Running Qwen3.6-35B-A3B Locally for Coding Agent: My Setup & Working Config

Component	Details
Machine	MacBook Pro (Mac14,6)
Chip	Apple M2 Max — 12-core CPU (8P + 4E)
Memory	64 GB unified memory
Storage	512 GB SSD
OS	macOS 15.7 (Sequoia)

Flag	Value	Why
`-hf`	`unsloth/...:UD-Q5_K_XL`	HuggingFace model repo with unsloth's custom UD quantization — good quality/size tradeoff (\~19 GB)
`-c 131072`	128K context	This model supports a massive context window — set it high for long documents or extended conversations
`-n 32768`	32K output tokens	Allows long single-turn generations without hitting the generation limit
`--no-context-shift`	Off	Prevents context shifting during generation — keeps long responses coherent
`--chat-template-kwargs`	`preserve_thinking: true`	Keeps the model's reasoning/thinking blocks intact in the output
`--batch-size 4096`	4096	Logical batch size — higher = faster prompt processing, needs more memory
`--ubatch-size 4096`	4096	Physical batch size — kept equal to logical batch for consistency

[-]

PermanentLiminality@reddit

I will be trying a very similar setup.
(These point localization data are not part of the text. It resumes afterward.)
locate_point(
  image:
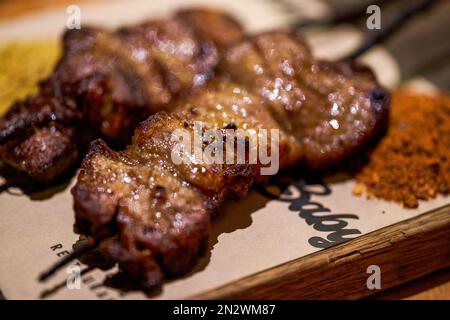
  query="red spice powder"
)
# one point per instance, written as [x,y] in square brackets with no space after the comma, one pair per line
[412,162]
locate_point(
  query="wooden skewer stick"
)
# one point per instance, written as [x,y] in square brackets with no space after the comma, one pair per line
[390,28]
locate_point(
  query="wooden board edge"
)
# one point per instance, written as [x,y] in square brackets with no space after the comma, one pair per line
[403,251]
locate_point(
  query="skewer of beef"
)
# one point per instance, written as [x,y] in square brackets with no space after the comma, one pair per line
[153,216]
[106,82]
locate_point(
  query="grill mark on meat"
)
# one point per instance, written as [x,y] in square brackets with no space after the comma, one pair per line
[97,79]
[161,236]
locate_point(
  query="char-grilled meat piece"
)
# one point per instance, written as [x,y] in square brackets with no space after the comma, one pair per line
[109,81]
[330,108]
[158,212]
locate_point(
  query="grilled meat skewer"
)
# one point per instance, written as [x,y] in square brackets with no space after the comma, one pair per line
[107,82]
[158,213]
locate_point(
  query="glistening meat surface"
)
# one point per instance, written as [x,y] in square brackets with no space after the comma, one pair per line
[107,82]
[157,213]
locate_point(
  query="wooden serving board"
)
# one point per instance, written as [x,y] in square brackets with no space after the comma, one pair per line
[404,251]
[260,247]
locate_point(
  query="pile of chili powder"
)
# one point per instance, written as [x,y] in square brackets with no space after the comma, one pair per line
[412,162]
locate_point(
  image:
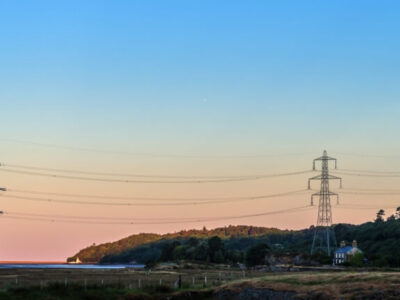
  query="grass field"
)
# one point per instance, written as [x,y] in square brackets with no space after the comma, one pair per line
[196,284]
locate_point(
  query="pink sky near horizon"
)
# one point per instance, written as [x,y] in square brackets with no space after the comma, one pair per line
[37,241]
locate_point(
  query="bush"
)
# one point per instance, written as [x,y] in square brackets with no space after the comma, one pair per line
[256,254]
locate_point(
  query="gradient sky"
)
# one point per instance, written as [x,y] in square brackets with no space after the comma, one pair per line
[210,79]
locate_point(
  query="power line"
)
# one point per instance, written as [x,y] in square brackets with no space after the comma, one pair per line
[369,171]
[50,218]
[154,198]
[57,170]
[154,181]
[17,166]
[367,207]
[369,155]
[144,154]
[376,175]
[179,202]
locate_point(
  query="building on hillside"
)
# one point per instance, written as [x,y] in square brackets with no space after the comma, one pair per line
[345,253]
[77,261]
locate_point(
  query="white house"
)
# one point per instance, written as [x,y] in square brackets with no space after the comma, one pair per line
[345,253]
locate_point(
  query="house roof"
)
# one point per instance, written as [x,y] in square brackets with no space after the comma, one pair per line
[344,249]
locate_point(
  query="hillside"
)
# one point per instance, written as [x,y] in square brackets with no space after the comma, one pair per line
[379,240]
[96,252]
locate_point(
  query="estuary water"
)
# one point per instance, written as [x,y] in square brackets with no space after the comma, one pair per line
[68,266]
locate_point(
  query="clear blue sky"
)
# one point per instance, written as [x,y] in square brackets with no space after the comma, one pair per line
[192,78]
[243,76]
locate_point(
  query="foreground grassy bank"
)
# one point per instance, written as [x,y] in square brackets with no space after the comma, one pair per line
[299,285]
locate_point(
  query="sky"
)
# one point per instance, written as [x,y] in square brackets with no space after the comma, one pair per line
[192,88]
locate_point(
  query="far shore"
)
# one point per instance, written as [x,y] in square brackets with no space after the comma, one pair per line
[11,262]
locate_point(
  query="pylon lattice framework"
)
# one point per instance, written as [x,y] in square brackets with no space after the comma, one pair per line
[323,234]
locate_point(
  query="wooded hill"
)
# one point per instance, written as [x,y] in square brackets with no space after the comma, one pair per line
[95,253]
[379,240]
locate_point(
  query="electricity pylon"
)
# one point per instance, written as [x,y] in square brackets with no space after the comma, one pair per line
[323,234]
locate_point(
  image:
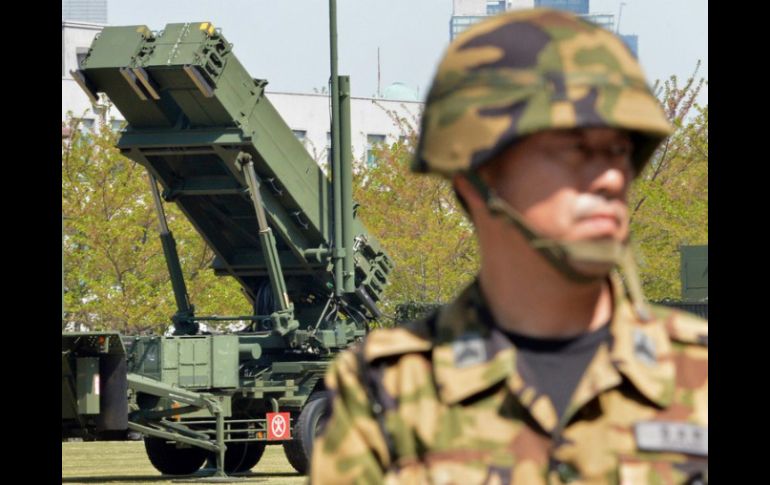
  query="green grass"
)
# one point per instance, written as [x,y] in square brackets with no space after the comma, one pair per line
[125,462]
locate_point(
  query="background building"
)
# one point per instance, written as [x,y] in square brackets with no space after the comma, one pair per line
[468,12]
[92,11]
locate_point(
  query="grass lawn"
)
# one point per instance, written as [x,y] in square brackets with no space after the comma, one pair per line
[125,462]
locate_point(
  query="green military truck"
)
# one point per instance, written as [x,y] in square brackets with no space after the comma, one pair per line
[213,144]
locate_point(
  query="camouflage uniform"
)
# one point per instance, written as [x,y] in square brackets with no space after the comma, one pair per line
[448,400]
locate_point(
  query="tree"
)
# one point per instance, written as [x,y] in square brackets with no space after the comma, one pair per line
[669,202]
[419,223]
[115,272]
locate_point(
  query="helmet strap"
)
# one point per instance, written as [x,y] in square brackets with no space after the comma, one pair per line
[559,254]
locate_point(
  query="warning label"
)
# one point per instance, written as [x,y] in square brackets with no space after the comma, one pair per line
[278,426]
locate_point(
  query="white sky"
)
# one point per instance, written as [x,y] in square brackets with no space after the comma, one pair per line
[287,42]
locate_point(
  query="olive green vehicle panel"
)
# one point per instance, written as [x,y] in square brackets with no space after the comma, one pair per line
[191,108]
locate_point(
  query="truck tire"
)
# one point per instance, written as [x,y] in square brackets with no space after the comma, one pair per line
[311,420]
[239,457]
[170,460]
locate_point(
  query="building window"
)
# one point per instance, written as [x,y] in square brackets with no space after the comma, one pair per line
[575,6]
[458,24]
[371,142]
[495,7]
[81,53]
[300,135]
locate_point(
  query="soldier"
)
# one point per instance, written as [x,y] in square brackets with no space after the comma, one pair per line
[550,367]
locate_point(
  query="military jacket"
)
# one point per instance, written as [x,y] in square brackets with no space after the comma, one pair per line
[447,401]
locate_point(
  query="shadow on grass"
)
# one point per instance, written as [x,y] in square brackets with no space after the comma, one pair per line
[121,479]
[165,478]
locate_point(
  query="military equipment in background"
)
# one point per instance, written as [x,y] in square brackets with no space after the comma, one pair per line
[207,134]
[694,276]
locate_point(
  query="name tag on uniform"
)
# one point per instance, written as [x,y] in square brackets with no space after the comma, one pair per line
[674,437]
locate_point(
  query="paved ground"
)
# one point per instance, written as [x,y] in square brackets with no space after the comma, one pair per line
[125,462]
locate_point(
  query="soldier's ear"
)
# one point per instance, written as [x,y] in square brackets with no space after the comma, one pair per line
[467,194]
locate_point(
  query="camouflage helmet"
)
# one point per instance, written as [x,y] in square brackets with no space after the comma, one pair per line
[526,71]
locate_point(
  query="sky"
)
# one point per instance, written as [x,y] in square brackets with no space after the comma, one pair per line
[287,42]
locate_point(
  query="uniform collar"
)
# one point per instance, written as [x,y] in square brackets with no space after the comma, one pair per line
[472,355]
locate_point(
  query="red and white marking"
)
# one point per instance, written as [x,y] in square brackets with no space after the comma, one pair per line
[278,426]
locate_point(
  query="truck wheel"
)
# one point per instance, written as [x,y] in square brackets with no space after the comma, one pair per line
[239,457]
[254,451]
[311,420]
[170,460]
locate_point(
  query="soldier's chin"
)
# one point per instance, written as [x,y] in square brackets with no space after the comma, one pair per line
[591,268]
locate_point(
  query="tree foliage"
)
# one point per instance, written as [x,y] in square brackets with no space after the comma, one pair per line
[669,201]
[115,272]
[419,223]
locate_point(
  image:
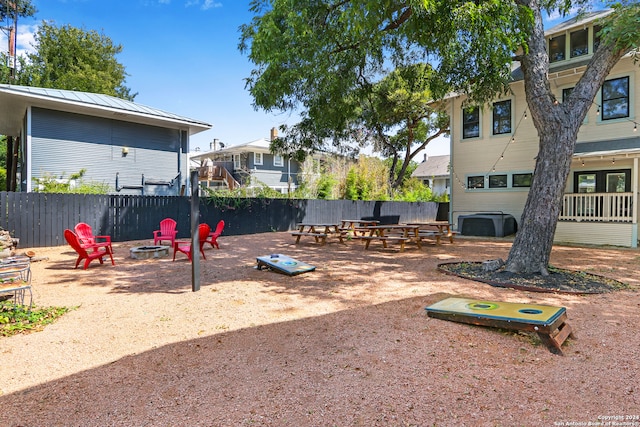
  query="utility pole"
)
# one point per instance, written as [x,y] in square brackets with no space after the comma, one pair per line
[12,37]
[13,40]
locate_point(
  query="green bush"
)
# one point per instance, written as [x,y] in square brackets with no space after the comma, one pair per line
[50,184]
[16,319]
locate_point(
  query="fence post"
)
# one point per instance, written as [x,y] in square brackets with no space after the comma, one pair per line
[195,240]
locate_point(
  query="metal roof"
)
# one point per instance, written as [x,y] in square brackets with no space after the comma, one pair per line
[14,100]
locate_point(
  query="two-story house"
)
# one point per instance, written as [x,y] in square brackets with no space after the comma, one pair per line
[249,164]
[494,148]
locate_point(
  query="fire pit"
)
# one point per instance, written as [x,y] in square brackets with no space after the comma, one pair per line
[146,252]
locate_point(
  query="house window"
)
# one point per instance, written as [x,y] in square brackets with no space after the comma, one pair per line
[604,181]
[557,48]
[596,37]
[497,181]
[475,182]
[502,117]
[615,98]
[471,122]
[579,43]
[521,180]
[257,158]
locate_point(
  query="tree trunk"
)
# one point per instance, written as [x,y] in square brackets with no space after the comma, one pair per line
[532,247]
[558,125]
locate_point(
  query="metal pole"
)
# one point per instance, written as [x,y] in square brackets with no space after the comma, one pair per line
[195,239]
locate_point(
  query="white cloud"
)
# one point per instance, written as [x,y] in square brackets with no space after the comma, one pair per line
[210,4]
[206,5]
[26,38]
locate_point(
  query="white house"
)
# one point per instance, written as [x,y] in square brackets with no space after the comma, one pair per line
[434,173]
[494,148]
[250,164]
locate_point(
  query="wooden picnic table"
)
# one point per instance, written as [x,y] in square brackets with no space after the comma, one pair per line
[318,231]
[355,226]
[437,229]
[401,233]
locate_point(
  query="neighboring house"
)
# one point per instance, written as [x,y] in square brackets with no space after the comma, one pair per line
[494,148]
[133,148]
[434,173]
[250,164]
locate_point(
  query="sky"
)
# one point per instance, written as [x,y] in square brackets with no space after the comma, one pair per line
[181,56]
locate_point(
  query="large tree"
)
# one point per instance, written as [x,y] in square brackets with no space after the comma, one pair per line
[312,49]
[72,58]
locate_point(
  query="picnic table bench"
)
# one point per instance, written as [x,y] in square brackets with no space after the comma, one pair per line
[319,232]
[401,233]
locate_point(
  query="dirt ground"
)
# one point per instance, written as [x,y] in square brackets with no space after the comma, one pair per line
[349,344]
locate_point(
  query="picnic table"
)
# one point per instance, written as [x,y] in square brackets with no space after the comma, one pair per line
[357,227]
[318,231]
[437,229]
[401,233]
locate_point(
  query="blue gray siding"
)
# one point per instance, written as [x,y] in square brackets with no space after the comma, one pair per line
[274,176]
[64,143]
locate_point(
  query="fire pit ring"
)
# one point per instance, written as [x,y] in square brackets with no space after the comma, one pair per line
[147,252]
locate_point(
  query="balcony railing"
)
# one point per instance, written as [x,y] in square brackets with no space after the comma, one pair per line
[601,207]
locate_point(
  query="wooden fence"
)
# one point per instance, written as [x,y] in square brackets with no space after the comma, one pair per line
[39,219]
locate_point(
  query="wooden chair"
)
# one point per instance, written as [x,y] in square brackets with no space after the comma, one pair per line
[167,232]
[88,240]
[98,252]
[213,236]
[184,246]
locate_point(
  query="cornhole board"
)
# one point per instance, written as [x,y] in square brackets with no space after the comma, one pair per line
[547,321]
[283,264]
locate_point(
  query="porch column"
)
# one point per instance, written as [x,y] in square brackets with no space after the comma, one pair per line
[634,218]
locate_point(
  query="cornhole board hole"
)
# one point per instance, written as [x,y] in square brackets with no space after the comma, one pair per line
[283,264]
[547,321]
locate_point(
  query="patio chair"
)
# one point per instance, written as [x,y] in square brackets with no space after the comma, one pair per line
[88,240]
[184,246]
[213,236]
[167,232]
[98,252]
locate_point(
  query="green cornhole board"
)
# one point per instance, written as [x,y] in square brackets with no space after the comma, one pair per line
[283,264]
[547,321]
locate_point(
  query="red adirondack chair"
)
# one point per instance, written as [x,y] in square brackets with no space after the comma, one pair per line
[97,252]
[184,246]
[88,240]
[213,236]
[167,232]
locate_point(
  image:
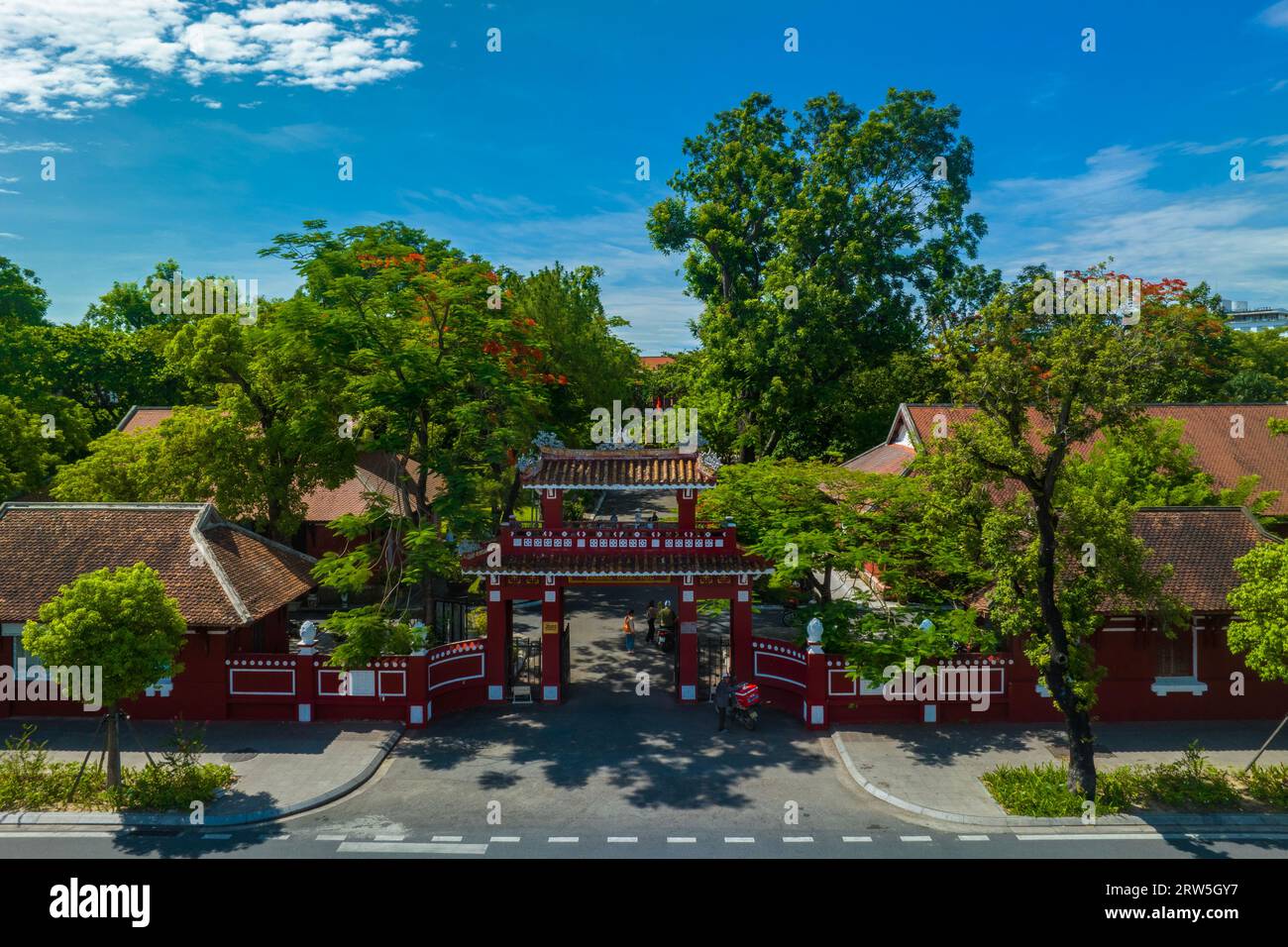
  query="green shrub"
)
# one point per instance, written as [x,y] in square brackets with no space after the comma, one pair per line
[1042,789]
[30,783]
[1190,783]
[1269,785]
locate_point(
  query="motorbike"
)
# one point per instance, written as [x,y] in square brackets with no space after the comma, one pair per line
[746,702]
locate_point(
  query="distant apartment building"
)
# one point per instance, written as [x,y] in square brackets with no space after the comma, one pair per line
[1244,318]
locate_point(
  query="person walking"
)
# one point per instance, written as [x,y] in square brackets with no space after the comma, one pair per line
[629,630]
[722,697]
[666,616]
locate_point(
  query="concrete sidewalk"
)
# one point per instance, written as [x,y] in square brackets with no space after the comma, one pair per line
[281,767]
[935,771]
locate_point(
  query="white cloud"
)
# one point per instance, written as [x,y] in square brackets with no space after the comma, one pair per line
[64,58]
[1228,234]
[11,147]
[1276,14]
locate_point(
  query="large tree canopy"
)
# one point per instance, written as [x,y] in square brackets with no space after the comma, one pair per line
[818,245]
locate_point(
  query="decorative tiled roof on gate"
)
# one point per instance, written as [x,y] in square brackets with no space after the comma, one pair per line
[618,470]
[222,575]
[645,564]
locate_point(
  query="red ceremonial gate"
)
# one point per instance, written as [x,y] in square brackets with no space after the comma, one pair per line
[541,564]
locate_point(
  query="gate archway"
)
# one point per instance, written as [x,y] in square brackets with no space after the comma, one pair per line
[699,561]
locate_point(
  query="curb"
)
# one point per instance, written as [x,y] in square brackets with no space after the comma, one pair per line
[1163,818]
[142,818]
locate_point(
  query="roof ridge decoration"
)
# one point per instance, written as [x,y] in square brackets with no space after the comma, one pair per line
[200,523]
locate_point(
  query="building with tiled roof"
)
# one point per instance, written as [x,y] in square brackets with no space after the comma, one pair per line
[376,474]
[222,575]
[1210,428]
[618,470]
[232,586]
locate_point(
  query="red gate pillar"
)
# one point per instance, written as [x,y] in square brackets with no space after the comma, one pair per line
[417,686]
[496,647]
[815,682]
[552,646]
[305,682]
[687,647]
[739,635]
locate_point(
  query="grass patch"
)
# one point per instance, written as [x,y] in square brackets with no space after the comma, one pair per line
[1190,784]
[31,783]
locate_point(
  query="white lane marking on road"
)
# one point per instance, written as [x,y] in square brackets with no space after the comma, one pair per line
[1163,836]
[411,848]
[1093,836]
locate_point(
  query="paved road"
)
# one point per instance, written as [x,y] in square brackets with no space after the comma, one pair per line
[617,774]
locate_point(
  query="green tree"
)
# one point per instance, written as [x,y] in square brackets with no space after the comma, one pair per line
[810,241]
[128,305]
[26,455]
[22,299]
[1043,382]
[117,618]
[1260,626]
[277,428]
[864,549]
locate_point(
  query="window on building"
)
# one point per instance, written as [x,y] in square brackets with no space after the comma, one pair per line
[21,656]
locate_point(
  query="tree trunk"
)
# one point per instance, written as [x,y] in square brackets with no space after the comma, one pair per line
[511,496]
[114,748]
[1082,755]
[1082,749]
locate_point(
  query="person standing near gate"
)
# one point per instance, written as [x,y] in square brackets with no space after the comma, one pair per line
[629,630]
[722,697]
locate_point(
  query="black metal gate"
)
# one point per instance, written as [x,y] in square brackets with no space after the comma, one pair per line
[712,661]
[450,620]
[526,663]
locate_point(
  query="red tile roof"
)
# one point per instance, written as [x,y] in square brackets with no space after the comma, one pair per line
[883,459]
[1206,427]
[220,574]
[143,418]
[375,474]
[644,564]
[622,470]
[1201,545]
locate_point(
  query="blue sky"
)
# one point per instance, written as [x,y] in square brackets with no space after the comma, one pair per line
[198,131]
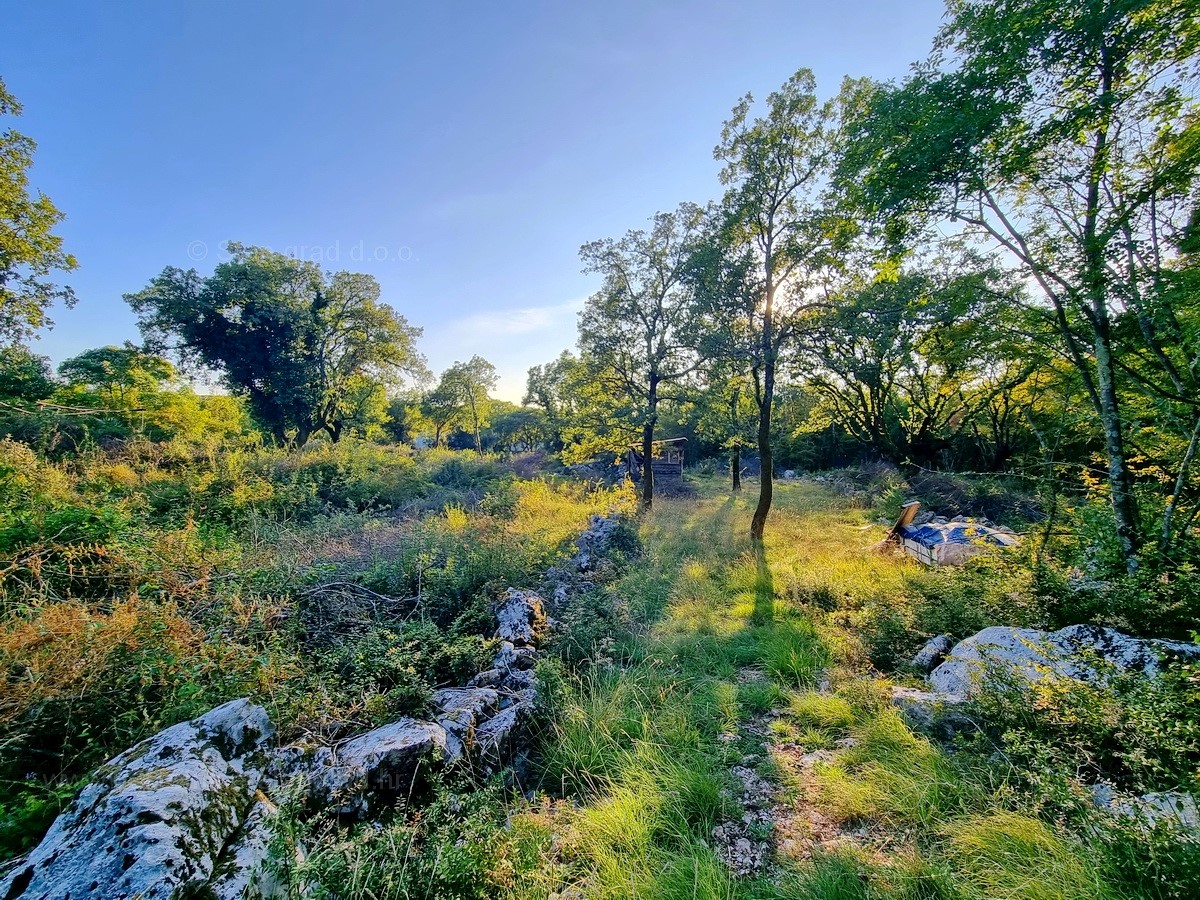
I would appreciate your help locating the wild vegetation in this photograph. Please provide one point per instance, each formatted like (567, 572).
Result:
(976, 287)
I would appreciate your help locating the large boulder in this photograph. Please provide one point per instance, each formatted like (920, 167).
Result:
(521, 618)
(155, 819)
(937, 714)
(383, 763)
(1025, 655)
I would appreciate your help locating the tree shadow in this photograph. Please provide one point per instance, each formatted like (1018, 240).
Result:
(763, 588)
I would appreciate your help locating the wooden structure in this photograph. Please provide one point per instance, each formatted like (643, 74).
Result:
(943, 541)
(666, 463)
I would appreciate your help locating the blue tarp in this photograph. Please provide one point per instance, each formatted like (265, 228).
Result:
(931, 534)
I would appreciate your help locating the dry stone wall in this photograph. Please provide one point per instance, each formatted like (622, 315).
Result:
(189, 811)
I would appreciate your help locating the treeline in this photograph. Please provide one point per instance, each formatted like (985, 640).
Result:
(991, 264)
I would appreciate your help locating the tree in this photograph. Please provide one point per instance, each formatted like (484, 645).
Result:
(775, 216)
(309, 351)
(442, 409)
(119, 375)
(905, 359)
(550, 388)
(29, 250)
(1067, 135)
(406, 420)
(24, 376)
(724, 411)
(516, 429)
(462, 397)
(636, 328)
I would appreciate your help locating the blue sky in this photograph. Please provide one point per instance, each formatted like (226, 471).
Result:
(459, 151)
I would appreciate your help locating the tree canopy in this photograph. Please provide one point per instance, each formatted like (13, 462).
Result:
(310, 351)
(29, 249)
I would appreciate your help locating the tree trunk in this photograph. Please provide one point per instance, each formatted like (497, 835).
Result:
(1125, 504)
(767, 348)
(766, 475)
(652, 403)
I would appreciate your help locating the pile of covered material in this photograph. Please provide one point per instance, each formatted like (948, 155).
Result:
(937, 540)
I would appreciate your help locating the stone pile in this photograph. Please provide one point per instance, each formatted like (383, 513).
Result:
(189, 811)
(1020, 658)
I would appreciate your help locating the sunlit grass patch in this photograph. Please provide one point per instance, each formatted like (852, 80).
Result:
(821, 711)
(793, 653)
(1005, 856)
(759, 695)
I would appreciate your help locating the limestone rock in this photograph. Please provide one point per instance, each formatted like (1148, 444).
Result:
(930, 655)
(384, 762)
(1171, 807)
(1174, 808)
(520, 618)
(937, 714)
(1027, 655)
(241, 870)
(155, 819)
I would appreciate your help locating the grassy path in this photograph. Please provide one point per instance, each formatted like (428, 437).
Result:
(743, 749)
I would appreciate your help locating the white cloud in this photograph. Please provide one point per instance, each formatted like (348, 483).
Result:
(513, 340)
(526, 321)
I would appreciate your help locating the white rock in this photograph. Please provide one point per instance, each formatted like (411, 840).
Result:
(155, 819)
(241, 871)
(384, 762)
(1026, 655)
(933, 653)
(520, 618)
(1174, 808)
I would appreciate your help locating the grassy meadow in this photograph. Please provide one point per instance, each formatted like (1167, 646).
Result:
(739, 688)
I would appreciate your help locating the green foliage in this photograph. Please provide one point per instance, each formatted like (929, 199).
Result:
(307, 352)
(29, 249)
(1139, 733)
(459, 846)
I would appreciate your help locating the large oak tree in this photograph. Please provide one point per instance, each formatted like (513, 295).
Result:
(310, 351)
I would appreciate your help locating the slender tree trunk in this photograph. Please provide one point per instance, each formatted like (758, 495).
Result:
(1125, 504)
(1181, 480)
(736, 454)
(652, 402)
(766, 473)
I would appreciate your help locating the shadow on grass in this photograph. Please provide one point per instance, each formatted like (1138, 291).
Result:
(763, 588)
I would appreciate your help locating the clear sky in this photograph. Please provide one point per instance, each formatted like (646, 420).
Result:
(459, 151)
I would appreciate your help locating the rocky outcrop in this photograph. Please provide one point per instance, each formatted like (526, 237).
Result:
(1024, 655)
(189, 811)
(1174, 809)
(930, 655)
(573, 575)
(155, 819)
(937, 714)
Same model and quant, but on a PC with 3x P40 GPUs.

I've been using Opencode for a while and I find that my context can exceed 100k so I've run using the full 262144 context in case I need it. Uses about 32gb of VRAM. Is Pi lighter?

[-]

NoConcert8847@reddit (OP)

Pi is probably much lighter. It can do most things that I can throw at it so far. I've not had a super positive experience with opencode

[-]

promobest247@reddit

yeah it's faster than any agent because it has small system prompt

[-]

FusionX@reddit

unsloth/...:UD-Q5_K_XL

good quality/size tradeoff (~19 GB)

Are we talking about the same quant? It's definitely nowhere near 19GB

[-]

BrewHog@reddit

Are you just showing your config? Or did you have any questions?

This looks like a great setup. What is your impression of this setup so far?

[-]

NoConcert8847@reddit (OP)

It's incredible. I was blown away by the fact that this is literally a model running on MY laptop that is performing so well - both in terms of intelligence and speed.

[-]

Ok_Blacksmith2405@reddit

Not better MLX version ? For KV cache TurboQuant to get big context window to not waste so many RAM?

[-]

Unsloth quants benchmark better. KV cache quantization made things much slower for me, which I think was because of having to enable flash attention. Not sure why that would be the case but I've not run into memory issues so far

[-]

OldPappy_@reddit

What sort of tokens/sec do you get with your setup?

[-]

NoConcert8847@reddit (OP)

~50 tok/s

[-]

kovrik@reddit

Want to know that too.

I have MacBook Pro M1 32GB and Qwen3.6 35B A3B is slow as hell for me. Gemma4 27B A4B is much faster. Not sure what I am doing wrong…

[-]

Fearless_Theory2323@reddit

I have the same setup, try that one: bartowski/Qwen_Qwen3.6-35B-A3B-GGUF:IQ4_XS

I'm getting 32t/s

[-]

2Norn@reddit

i so regret not buying 5090. i completely made my decision based on gaming and went with 5080 back then...

[-]

nicksterling@reddit

I’m happy to see pi getting more love. The extension system is incredible and being able to customize my harness is great. I added Claude Code plugin support via extensions so I’m not losing any compatibility. I’m surprised how well it works with models like Qwen 3.6 and Gemma 4

[-]

SnooPaintings8639@reddit

Is there an extension "marketplace" of some kind? Or do you yourself know how can I diable reasoning responses from chat history? They're ten times the size of the actual responses.

By default pi keeps all the tokens in history, making each task I give to qwen 3.6 nearly 100k tokens long, and another 50k for fixing bugs from first attempts. This means I have to restart the session after every single task, making it very non interactive.

[-]

liftheavyscheisse@reddit

you can ask your clanker to build an extension. but why not use /tree and summarize the branch instead?

[-]

Stutturdreki@reddit

The 'marketplace' : https://pi.dev/packages

[-]

rm-rf-rm@reddit

this is really good to hear. Im going to skip migrating to opencode (from claude code) and do pi instead.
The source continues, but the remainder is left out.